Dave Wasserman, who analyzes House races for the Cook Political Report, said because the state is losing a seat, many districts will need to expand. That means some Democratic-controlled seats would likely pick up some Republican-heavy areas.
“There may not be enough blue turf left to protect all four suburban Ds,” Wasserman wrote on Twitter.
It’s possible two Democrats will be squeezed into the same district. The loss of a seat after the 2010 census and the GOP’s control of redistricting led to a primary between two Detroit-area congressmen, now-Sen. Gary Peters and Hansen Clarke.
Democrats aren’t despairing yet, thanks largely to the state’s new commission, which is charged with drawing geographically compact and contiguous districts. Michigan Democratic Party Chair Lavora Barnes said as long as it delivers fair maps, Democrats will have a good chance in the midterms.
“We have a fair shot at winning seats and taking back the state House and the state Senate,” she said. “It’s the gerrymandered lines that make it nearly impossible for us to win these chambers.”
Democrats hold six districts in the metro Detroit area: Reps. Rashida Tlaib and Brenda Lawrence have districts within the city of Detroit, while Andy Levin, Debbie Dingell, Slotkin, and Stevens’ districts are entirely or partly in the suburbs. Rep. Tim Walberg’s (R) district includes the southeast’s rural areas while stretching west into the center of the state.
Jeff Timmer, a former state GOP executive director who was involved in the past three redistrictings, said it isn’t a matter of which two lawmakers are combined in a district, but how many are combined.
“One of them is not going to come back,” he said of the lawmakers in the southeast.
Schauer said just because the Detroit-area might lose a seat doesn’t mean lawmakers in other parts of the state can breathe a sigh of relief. The independent commission could decide to make broad changes across the state, and Democrats may be able to pick up a seat in the west, perhaps around Grand Rapids.
“Both Democrats and Republicans around the state are concerned that their districts could become more in play and have less of a partisan tilt,” he said.
Stop and Go
The independent commission, made up of four Democratic voters, four Republican voters, and five independent voters, is already off to a rocky start.
Delays in census data mean details about which areas grew or shrunk in population won’t be ready until Sept. 30 — almost two weeks after the commission’s Sept. 17 deadline to present a public draft. The commission is asking the state supreme court for a three-month extension, meaning the map wouldn’t be finalized until Jan. 25.
If an extension is granted, more lawsuits could follow. And further delays will make it harder for members of Congress to get their names and messages out to new areas for which they’re running.
Republicans, who control the state legislature, already sued the commission for barring those with political ties from serving on the commission. They could sue again if the timelines set in the constitutional amendment aren’t followed, said Paul Cordes, chief of staff for the Michigan Republican Party.

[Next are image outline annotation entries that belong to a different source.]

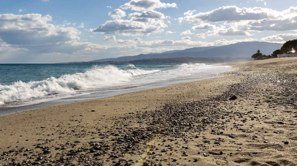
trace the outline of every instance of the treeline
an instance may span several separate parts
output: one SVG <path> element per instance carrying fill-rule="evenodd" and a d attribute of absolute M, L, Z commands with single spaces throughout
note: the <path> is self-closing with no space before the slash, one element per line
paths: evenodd
<path fill-rule="evenodd" d="M 254 60 L 263 60 L 270 58 L 277 58 L 278 55 L 290 53 L 292 49 L 297 50 L 297 39 L 289 40 L 287 41 L 281 49 L 276 50 L 271 55 L 266 55 L 263 54 L 261 51 L 258 50 L 257 53 L 251 56 L 251 58 Z"/>

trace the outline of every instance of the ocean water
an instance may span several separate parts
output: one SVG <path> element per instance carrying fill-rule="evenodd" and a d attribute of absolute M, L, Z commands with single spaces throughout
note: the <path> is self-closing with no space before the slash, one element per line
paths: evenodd
<path fill-rule="evenodd" d="M 204 64 L 0 64 L 0 111 L 111 96 L 208 78 L 230 68 Z"/>

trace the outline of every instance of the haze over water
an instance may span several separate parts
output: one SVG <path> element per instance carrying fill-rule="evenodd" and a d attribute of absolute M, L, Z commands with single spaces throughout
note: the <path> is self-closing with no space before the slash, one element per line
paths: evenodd
<path fill-rule="evenodd" d="M 0 65 L 0 107 L 111 96 L 115 91 L 123 94 L 218 76 L 230 68 L 204 64 Z"/>

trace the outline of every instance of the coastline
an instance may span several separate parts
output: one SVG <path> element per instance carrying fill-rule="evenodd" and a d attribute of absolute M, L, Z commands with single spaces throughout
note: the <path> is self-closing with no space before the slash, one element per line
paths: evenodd
<path fill-rule="evenodd" d="M 214 65 L 215 66 L 219 66 L 220 64 Z M 231 69 L 228 66 L 223 66 L 222 67 L 226 68 L 221 69 L 225 71 Z M 193 78 L 191 77 L 183 78 L 183 78 L 177 78 L 176 80 L 169 79 L 168 81 L 158 81 L 156 82 L 143 83 L 141 85 L 135 84 L 132 81 L 131 83 L 133 84 L 130 86 L 124 85 L 122 87 L 114 87 L 99 91 L 92 90 L 87 91 L 87 92 L 83 92 L 81 94 L 76 94 L 73 96 L 72 96 L 70 94 L 68 94 L 68 95 L 65 94 L 67 96 L 67 97 L 53 97 L 52 98 L 50 97 L 49 99 L 46 99 L 46 98 L 45 99 L 41 98 L 40 100 L 23 102 L 20 105 L 16 105 L 15 106 L 12 105 L 7 107 L 0 107 L 0 117 L 49 106 L 57 106 L 81 101 L 108 98 L 138 91 L 159 88 L 179 83 L 196 81 L 222 76 L 220 74 L 220 72 L 213 72 L 213 71 L 205 71 L 207 72 L 202 74 L 198 75 L 197 77 L 196 77 L 196 75 L 194 76 Z M 19 104 L 17 103 L 17 102 L 16 102 L 17 104 Z"/>
<path fill-rule="evenodd" d="M 0 163 L 292 165 L 297 64 L 229 64 L 224 77 L 0 117 Z"/>

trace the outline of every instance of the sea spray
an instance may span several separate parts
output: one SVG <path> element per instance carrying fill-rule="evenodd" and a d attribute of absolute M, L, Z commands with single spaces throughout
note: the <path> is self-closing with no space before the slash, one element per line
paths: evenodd
<path fill-rule="evenodd" d="M 49 95 L 75 93 L 78 90 L 120 85 L 131 81 L 134 76 L 159 71 L 142 70 L 133 65 L 125 68 L 119 69 L 112 66 L 95 66 L 85 72 L 63 75 L 58 78 L 50 77 L 42 81 L 28 82 L 19 81 L 9 85 L 0 84 L 0 104 Z"/>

Members of the state party “do not believe the supreme court has the constitutional authority to change the constitution,” Cordes said, adding that the party hasn’t decided on a course of action if the court allows the delay.
Joe Spaulding, a public affairs firm project director who helped coordinate efforts to get the 440,000 signatures necessary for Michigan’s redistricting commission to get on the ballot, is confident the delay will be allowed because the law’s intent is clear.
“The intent isn’t focused on when that census data comes back,” Spaulding said. “The intent is focused on making sure that independent commission is empowered to draw these maps so politicians aren’t picking their voters anymore.”